We have a usecase where the Terraform apply command takes more than 60 minutes to complete. We are using the S3 backend and our AWS Session token expires exactly at 60 minutes resulting in a session timeout. I found this post, which suggests I can set the S3 backend role_arn setting to force Terrraform to cal sts:assume-roll again. However, I’ve been unable to successfully do this or find documentation on how this is supposed to be configured or tested. Is it possible to please supply a reference to how I can enable this functionality?
Here is an example of the debug messaging we see once the session times out
2022-02-17T19:37:49.077Z [INFO] plugin.terraform-provider-aws_v3.49.0_x5: 2022/02/17 19:37:49 [DEBUG] [aws-sdk-go] DEBUG: Request autoscaling/DescribeAutoScalingGroups Details:
---[ REQUEST POST-SIGN ]-----------------------------
POST / HTTP/1.1
User-Agent: APN/1.0 HashiCorp/1.0 Terraform/0.12.13 (+https://www.terraform.io) terraform-provider-aws/3.49.0 (+https://registry.terraform.io/providers/hashicorp/aws) aws-sdk-go/1.39.0 (go1.16; linux; amd64)

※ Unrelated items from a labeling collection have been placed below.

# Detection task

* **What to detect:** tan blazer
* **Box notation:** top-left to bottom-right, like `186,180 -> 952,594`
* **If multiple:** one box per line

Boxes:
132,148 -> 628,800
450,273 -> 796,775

Authorization: AWS4-HMAC-SHA256 Credential=ASIAYRDLK36GFEVMDZPN/20220217/us-east-1/autoscaling/aws4_request, SignedHeaders=content-length;content-type;host;x-amz-date;x-amz-security-token, Signature=<HIDDEN>
Content-Type: application/x-www-form-urlencoded; charset=utf-8
Entry point command "entrypoints/rehydrate" failed
2022-02-17T19:37:49.435Z [INFO] plugin.terraform-provider-aws_v3.49.0_x5: 2022/02/17 19:37:49 [DEBUG] [aws-sdk-go] DEBUG: Response autoscaling/DescribeAutoScalingGroups Details:
---[ RESPONSE ]--------------------------------------
HTTP/1.1 403 Forbidden
Date: Thu, 17 Feb 2022 19:37:49 GMT
2022-02-17T19:37:49.435Z [INFO] plugin.terraform-provider-aws_v3.49.0_x5: 2022/02/17 19:37:49 [DEBUG] [aws-sdk-go] <ErrorResponse xmlns="http://autoscaling.amazonaws.com/doc/2011-01-01/">
<Message>The security token included in the request is expired</Message>
- you probably need to renew your security token. You can find one method at https://cloudsentry.cloud.capitalone.com/about
Thanks @kpanic9 This was my first thought as well. I had actually tried it by manually refreshing the ~/.aws/credentials but I noticed that the terraform apply command wasn’t picking up the new credentials. I’ve been testing with TF_LOG=DEBUG which shows the credentials used when it is in the “wait” loop. I thought maybe the command was reading the credentials from env variables instead? Could I ask how you were able to get the terraform apply command to re-read the credentials file?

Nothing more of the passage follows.